Intrinsyc’s Ja.NET—Extending the Reach of .NET Remoting

Intrinsyc’s Ja.NET—Extending the Reach of .NET Remoting

Those of you who already know me as The Remoting Guy won’t be surprised to hear that I was positively excited when I read the first announcement of Intrinsyc’s Ja.NET. This product promises to extend the reach of .NET Remoting to Java by supporting bi-directional communication between Java clients or servers and .NET clients or servers. I really couldn’t wait to get my hands on it to test it in some real-world-like scenarios.

Download and installation were absolutely straightforward. It was more or less a matter of click next, next, next?done. When downloading Ja.NET for evaluation you will receive a 60-day evaluation license which is sent to you by email.

Author Note: Save the emailed license file to a directory because you will need it later when editing the configuration files.

Because .NET Remoting lets you pass objects by value or by reference, the first thing I wanted to test is whether Ja.NET fully supports both. To do this, I implemented a set of tests in both Java and C# that check for client side and server side interoperability between Java and .NET.

I started out with the following set of Java classes. Listing 1 shows a factory class (MyFactory) that creates CustomerManager objects (see Listing 2), which manage Customer objects (see Listing 3) each of which may contain an Address class (see Listing 4). These four classes are sufficient to test server-side functionality.

I’m really looking forward to receiving the next version, because the announced features will make Ja.NET a killer application.
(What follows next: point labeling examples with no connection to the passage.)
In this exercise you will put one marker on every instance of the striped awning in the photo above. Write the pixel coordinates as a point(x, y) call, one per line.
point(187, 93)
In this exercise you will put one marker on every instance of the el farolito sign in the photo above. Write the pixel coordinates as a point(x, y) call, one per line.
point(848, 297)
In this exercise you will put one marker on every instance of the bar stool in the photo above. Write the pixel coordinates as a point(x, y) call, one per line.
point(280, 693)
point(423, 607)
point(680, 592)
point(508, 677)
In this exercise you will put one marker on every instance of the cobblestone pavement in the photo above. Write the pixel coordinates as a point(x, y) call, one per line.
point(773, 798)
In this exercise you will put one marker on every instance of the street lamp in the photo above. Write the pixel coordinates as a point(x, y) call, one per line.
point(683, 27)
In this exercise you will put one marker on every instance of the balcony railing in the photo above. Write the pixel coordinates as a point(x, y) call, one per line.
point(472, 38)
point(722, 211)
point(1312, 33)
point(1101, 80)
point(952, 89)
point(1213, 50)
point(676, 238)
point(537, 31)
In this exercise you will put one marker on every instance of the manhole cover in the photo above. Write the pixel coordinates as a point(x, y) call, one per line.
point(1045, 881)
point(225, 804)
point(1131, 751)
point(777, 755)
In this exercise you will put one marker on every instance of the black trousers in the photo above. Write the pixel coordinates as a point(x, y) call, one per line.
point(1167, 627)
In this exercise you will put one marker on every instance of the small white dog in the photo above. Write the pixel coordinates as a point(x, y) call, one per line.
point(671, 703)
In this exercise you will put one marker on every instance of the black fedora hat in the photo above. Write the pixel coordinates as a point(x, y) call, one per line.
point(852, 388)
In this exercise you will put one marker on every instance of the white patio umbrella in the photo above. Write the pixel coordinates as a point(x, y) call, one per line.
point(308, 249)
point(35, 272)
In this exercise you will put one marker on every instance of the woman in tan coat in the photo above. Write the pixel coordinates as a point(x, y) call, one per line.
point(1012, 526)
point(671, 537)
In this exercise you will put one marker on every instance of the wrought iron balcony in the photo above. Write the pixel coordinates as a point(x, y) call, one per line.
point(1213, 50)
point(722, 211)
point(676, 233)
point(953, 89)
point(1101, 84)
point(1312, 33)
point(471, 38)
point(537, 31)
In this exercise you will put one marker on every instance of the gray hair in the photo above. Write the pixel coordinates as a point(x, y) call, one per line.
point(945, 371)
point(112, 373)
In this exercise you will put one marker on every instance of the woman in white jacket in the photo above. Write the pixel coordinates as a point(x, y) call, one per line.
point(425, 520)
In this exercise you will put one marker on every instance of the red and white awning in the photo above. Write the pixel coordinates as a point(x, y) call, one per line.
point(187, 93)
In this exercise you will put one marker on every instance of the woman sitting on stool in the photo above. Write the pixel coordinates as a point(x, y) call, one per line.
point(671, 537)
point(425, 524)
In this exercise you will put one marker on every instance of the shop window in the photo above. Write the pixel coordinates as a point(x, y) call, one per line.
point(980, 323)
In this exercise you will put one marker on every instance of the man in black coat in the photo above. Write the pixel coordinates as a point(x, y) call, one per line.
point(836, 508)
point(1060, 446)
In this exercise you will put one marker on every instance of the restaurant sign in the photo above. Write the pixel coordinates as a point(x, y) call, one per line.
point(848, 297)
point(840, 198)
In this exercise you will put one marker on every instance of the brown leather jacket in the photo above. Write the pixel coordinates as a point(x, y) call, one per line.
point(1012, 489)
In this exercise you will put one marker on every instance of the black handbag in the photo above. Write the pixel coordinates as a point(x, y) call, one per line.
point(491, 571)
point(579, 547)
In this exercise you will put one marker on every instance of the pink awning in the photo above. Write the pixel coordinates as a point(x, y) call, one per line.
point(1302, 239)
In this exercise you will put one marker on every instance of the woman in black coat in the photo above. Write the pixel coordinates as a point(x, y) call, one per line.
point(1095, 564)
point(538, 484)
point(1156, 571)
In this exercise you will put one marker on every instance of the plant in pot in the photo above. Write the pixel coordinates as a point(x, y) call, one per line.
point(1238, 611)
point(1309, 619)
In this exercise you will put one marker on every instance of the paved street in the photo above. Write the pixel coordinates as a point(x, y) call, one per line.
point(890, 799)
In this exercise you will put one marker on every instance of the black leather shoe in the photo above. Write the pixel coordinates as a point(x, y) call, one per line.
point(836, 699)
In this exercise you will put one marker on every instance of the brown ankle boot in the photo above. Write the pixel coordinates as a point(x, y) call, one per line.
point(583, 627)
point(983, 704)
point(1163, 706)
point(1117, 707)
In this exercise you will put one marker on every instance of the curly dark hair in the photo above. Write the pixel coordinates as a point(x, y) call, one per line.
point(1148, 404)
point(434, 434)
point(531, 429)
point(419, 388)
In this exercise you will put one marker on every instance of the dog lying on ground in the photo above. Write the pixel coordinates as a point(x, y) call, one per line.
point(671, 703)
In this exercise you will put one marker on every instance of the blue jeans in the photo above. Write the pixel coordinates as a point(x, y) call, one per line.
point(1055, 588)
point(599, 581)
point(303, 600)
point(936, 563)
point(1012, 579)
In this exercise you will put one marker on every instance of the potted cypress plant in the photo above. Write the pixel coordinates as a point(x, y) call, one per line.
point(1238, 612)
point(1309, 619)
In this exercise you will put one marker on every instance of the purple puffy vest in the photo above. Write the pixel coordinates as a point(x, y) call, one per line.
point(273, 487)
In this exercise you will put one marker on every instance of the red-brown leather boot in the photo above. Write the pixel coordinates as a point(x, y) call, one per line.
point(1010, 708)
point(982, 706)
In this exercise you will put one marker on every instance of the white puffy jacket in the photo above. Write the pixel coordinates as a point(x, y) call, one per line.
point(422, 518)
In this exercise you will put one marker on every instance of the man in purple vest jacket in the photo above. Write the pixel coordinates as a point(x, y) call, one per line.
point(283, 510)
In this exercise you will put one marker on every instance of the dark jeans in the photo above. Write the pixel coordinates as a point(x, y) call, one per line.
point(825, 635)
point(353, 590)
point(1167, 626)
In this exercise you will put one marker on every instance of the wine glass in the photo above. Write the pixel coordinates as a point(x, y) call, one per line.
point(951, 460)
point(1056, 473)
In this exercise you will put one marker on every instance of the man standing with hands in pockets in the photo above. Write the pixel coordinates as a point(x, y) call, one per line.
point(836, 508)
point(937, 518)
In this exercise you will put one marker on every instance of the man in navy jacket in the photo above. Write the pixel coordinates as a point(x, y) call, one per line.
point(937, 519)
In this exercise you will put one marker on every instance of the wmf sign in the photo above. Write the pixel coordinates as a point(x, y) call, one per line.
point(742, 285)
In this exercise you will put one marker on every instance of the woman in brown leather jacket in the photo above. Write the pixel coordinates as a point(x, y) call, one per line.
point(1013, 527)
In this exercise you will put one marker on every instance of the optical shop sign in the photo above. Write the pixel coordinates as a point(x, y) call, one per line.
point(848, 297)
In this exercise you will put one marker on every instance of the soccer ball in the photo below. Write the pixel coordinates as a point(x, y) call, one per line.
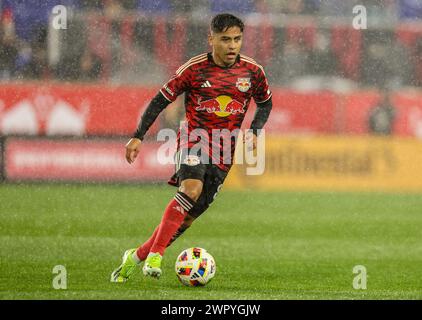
point(195, 267)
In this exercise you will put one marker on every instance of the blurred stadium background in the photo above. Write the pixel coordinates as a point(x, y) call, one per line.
point(347, 116)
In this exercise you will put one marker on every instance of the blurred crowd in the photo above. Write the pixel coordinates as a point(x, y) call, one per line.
point(25, 51)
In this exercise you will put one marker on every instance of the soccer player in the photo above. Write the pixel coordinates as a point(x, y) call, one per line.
point(218, 88)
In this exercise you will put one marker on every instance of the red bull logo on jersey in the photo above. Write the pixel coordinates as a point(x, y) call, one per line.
point(222, 106)
point(243, 84)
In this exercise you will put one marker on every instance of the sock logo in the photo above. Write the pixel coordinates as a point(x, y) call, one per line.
point(180, 209)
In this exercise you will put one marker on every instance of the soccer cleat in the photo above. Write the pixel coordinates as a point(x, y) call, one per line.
point(126, 269)
point(152, 265)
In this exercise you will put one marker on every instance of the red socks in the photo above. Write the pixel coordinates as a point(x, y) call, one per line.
point(143, 250)
point(172, 219)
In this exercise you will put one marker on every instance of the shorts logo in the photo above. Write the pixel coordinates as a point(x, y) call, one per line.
point(222, 106)
point(243, 84)
point(191, 160)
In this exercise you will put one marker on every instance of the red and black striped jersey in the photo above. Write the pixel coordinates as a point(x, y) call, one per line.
point(217, 97)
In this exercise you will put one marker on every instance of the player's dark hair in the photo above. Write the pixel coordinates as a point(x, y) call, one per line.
point(224, 21)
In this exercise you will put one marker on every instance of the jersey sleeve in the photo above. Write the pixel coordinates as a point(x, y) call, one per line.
point(262, 90)
point(178, 84)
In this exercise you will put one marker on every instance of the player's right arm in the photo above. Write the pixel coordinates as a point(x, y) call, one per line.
point(168, 93)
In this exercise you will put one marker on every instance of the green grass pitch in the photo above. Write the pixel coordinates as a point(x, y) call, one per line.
point(281, 245)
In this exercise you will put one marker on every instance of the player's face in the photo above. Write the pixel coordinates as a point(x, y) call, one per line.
point(226, 45)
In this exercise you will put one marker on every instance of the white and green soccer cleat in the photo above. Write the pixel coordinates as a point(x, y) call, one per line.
point(152, 265)
point(126, 269)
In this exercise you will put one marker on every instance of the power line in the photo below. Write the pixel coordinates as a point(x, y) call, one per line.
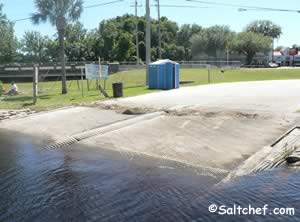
point(172, 6)
point(101, 4)
point(244, 7)
point(86, 7)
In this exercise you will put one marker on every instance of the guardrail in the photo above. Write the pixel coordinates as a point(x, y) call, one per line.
point(12, 72)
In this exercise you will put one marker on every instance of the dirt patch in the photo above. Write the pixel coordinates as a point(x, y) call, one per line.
point(182, 111)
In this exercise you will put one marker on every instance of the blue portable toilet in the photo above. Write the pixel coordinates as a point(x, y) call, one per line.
point(164, 74)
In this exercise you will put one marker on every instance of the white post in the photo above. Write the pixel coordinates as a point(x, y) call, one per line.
point(35, 83)
point(148, 40)
point(82, 82)
point(159, 29)
point(137, 34)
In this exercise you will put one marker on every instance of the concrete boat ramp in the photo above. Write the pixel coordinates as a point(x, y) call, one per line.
point(223, 129)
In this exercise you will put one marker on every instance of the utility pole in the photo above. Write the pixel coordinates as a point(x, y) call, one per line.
point(137, 34)
point(159, 29)
point(148, 40)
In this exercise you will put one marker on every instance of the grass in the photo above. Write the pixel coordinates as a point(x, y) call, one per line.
point(134, 84)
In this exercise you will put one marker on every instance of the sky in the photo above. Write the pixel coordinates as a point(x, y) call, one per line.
point(201, 14)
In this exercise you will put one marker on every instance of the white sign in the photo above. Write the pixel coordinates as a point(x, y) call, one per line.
point(104, 72)
point(92, 72)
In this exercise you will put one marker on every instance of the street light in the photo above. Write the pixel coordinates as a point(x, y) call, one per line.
point(148, 40)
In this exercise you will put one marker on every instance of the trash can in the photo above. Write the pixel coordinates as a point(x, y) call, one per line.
point(118, 89)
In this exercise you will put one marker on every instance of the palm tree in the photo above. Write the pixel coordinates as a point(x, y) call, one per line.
point(59, 13)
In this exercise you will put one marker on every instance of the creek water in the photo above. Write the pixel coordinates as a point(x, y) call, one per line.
point(90, 184)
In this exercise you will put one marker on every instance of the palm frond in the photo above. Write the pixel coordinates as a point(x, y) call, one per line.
point(75, 10)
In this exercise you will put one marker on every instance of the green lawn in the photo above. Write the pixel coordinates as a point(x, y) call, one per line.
point(134, 84)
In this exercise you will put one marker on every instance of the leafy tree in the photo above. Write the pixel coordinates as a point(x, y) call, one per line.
point(250, 43)
point(8, 42)
point(75, 48)
point(59, 13)
point(265, 27)
point(279, 48)
point(183, 38)
point(33, 45)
Using these classes, you can check the two most important features of .NET Remoting: passing objects by reference, which is implemented as a factory design pattern from within MyFactory, and passing nested object structures by value, implemented by the CustomerManager.GetCustomer() and CustomerManager.StoreCustomer() methods.

After compiling the example you need to take two underdocumented steps.

First, you must generate the .NET proxies that will allow the client to access the remote objects. To do that, switch to a command prompt and start the GenNet proxy generation wizard by running the following command line from the directory where your .class files reside:

   java -classpath c:janetlibgennet.jar;.       com.intrinsyc.janet.gennet.GenNetApp 

Second, wrapper generation does not occur within a Java process; it occurs in a Windows Service installed during the setup of Ja.NET. You must supply the connection information to the service. The manual contains an incorrect URI; the correct URI is tcp://localhost:8001. After adding the classes for which you want to generate proxies, you must select which classes you want to pass by value (as a copy). For the sample above, these will be Address and Customer.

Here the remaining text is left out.